- Directed by: Mahesh Babu
- Screenplay by: Mahesh Babu
- Story by: Janardhana Maharshi
- Produced by: Sri Muneshwara Films
- Starring: Prajwal Devaraj Aindrita Ray
- Cinematography: Mahesh Talakad
- Edited by: M. Muniraj
- Music by: V. Manohar
- Production company: Sri Muneshwara Films
- Release date: 27 June 2008;
- Running time: 137 minutes
- Language: Kannada

= Meravanige =

Meravanige (Kannada: ಮೆರವಣಿಗೆ) is a 2008 Indian Kannada romantic thriller film directed by Mahesh Babu from a story written by Janardhana Maharshi and stars Prajwal Devaraj and Aindrita Ray in the lead roles.

== Plot ==
Vijay Kumar and Nandini are classmates and rivals who are kidnapped by a terrorist named Basheer as their fathers ACP Prakash and DCP Suresh had arrested Basheer's brother Iqbal.

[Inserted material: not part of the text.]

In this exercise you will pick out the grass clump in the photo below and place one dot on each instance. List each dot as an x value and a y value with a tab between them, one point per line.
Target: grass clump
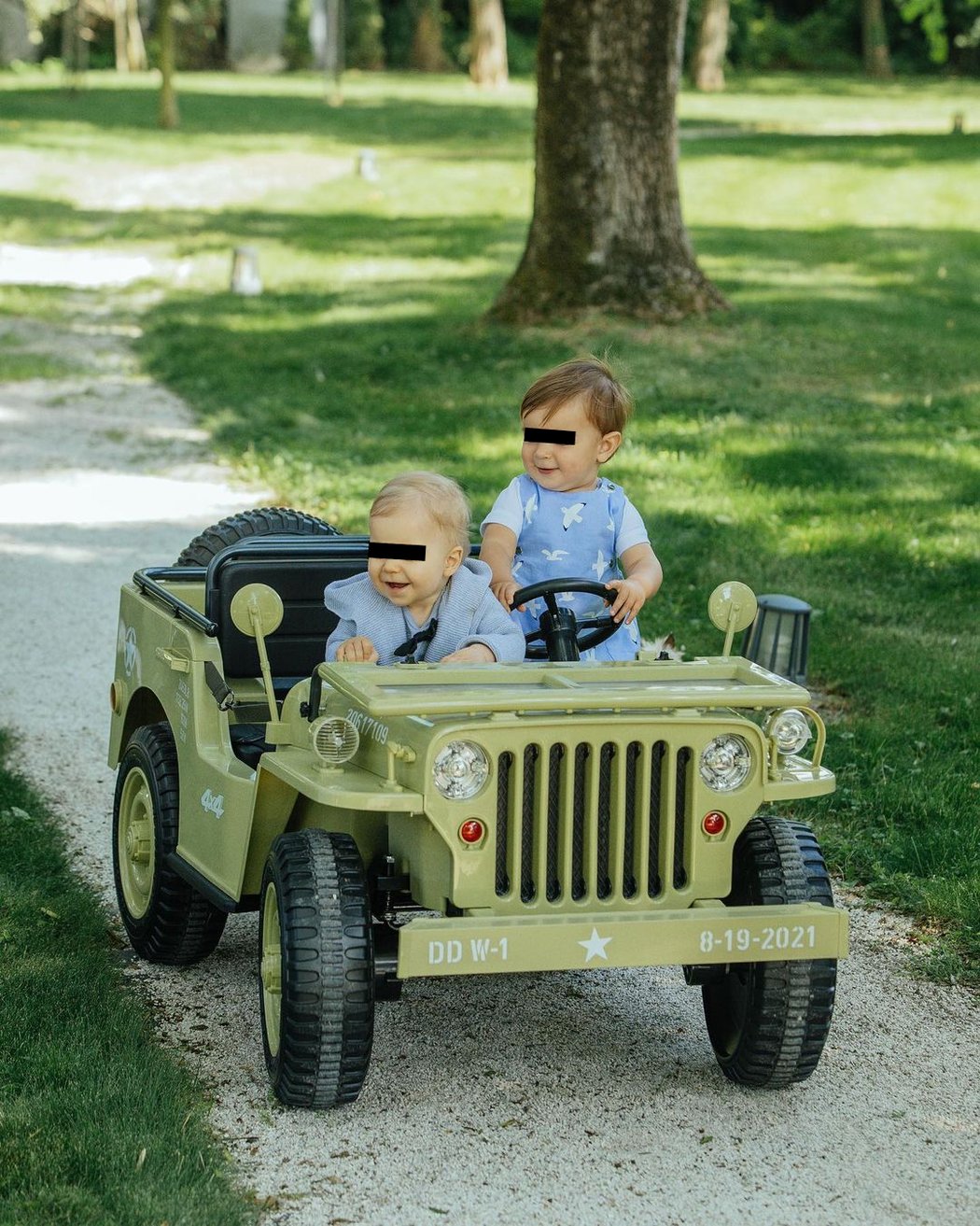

Basheer demands the release of Iqbal, but Vijay and Nandini escapes and roams around the forest where they encounter many situations and develops feelings for each other. Basheer sends his henchmen to hunt Vijay and Nandini, where Nandini gets kidnapped again. Prakash and Suresh arrive at the place to hand over Iqbal in exchange for Nandini, but Vijay soon arrives and gets Basheer arrested. Vijay and Nandini get married with the approval of their parents.

==Cast==
- Prajwal Devaraj as Vijay Kumar
- Aindrita Ray as Nandini
- Sadhu Kokila
- Komal
- Harish
- Vinayak Joshi
- Bhanu Chander
- Avinash as DCP Suresh
- Sudha
- Vidya Murthy
- Rajaram. H. S.
- Jaidev
- Roopesh Gowda
- Ravi Kale as Basheer
- Ramya in a cameo appearance

==Soundtrack==
The soundtrack was composed by V. Manohar.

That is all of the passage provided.